Wen es interessiert:
Beispiel: Ich habe ein rotes Rechteck. Über dem roten Rechteck
liegt ein blauer ovaler Kreis. Der Bereich des Kreises, der über dem Rechteck ist, ist blau. Die Teile, die über das darunterliegende
Rechteck hinausragen, sind unsichtbar !
Verstanden ;-) Das ist ein Clip Pfad !

gruß
Rechteck ü


----------



## Thomas Lindner (16. Oktober 2002)

Ich weiß zwar nicht wie Du auf Clipfad kommst, aber selbiges bemmommst Du folgendermassen hin:

Objekt 1 erstellen
Objekt 2 erstellen ( das OBj. 1 überragt )
Beide Objekte markieren
Menü: Ändern - Zusammenfassen - Transparenz (Wert 100)


----------



## Daniel Mannheimer (17. Oktober 2002)

sag das doch gleich


----------



## miss.elliot (17. Oktober 2002)

*Clip Pfad für Webcutdirektor*

Also lieber Webcutdirektor,

diese Methode ist natürlich auch gut und hilft mir auch schon weiter!
Vielen Dank

ABER: Meinen Clip Pfad gibt es trotzdem !!!! und ist auch was anderes.
Ich habe Dir mal eine Beispieldatei mit einem Clip-Pfad gezippt 
"angehängt". Nicht damit Ihr glaubt: "Aha, da steht Grünschnabel.
Ist warscheinlich auch ein Grünschnabel ;-)"

Gruß


----------



## Thomas Lindner (17. Oktober 2002)

Werde das alsbald in der checken (deinen Anhang) - habe zu Hause nur die 9.0, weils für die 10er *noch* nicht gereicht hat...
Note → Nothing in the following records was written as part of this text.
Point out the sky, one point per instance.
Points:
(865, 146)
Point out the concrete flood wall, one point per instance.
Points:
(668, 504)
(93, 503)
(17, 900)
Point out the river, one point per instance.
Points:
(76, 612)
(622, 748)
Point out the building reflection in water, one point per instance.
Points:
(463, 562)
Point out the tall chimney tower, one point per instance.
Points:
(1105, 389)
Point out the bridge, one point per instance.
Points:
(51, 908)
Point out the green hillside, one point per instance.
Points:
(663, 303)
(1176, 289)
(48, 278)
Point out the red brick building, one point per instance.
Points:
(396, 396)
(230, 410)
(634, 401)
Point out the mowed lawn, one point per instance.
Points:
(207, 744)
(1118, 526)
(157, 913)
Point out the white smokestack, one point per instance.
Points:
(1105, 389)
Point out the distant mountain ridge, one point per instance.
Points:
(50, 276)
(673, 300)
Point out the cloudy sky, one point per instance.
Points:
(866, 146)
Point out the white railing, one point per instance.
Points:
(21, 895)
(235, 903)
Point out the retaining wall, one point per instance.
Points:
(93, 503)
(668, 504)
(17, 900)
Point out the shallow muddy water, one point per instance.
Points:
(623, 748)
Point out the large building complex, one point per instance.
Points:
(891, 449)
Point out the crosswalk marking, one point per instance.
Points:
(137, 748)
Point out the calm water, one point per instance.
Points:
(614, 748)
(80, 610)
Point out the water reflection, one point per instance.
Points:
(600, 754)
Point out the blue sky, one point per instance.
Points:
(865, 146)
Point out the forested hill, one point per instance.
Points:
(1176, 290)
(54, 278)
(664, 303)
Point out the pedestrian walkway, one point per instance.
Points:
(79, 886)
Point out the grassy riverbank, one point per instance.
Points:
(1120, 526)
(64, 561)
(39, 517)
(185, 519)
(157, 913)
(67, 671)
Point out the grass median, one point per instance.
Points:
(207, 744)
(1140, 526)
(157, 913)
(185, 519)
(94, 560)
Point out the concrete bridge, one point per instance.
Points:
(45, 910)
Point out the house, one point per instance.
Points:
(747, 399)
Würde mich nämlich interessieren, was ein Clippfad ist!


----------



## Thomas Lindner (17. Oktober 2002)

Ich denke mal, ich weiß was Du meinst:

Du meinst ein Einfügeobjekt!

Probiere mal folgendes:

· Erstelle ein Rechteck - blau gefüllt
· Erstelle ein Kreis - gelb gefüllt
· Kopiere den Kreis in die Zwischenablage
· Markiere das Rechteck
· Menü: Beaarbeiten - Innen einfügen

Im blauen Rechteck sdollte jetzt ein Kreuz erscheinen (s. Anhang)

· Bewege dieses Kreuz (gedrückte Maustaste ( Drag'n Drop)) soweit, bis das kopierte Objekt (Kreis) im Rechteck erscheint

Anschließend kannst Du den Kreis löschen ( den kopierten aus Schritt 2 )



Kann Dir auf Wunsch Datei in Frehand 9.0 Format senden!

[edit]

Habe gerade die Demo Testversion von Freehand 10.0 instaliert, da ich erst Montag wieder an die Firmen-PCs kommen würde ( wegen Messe am WoEn ) , hielt ich das für die beste Idee.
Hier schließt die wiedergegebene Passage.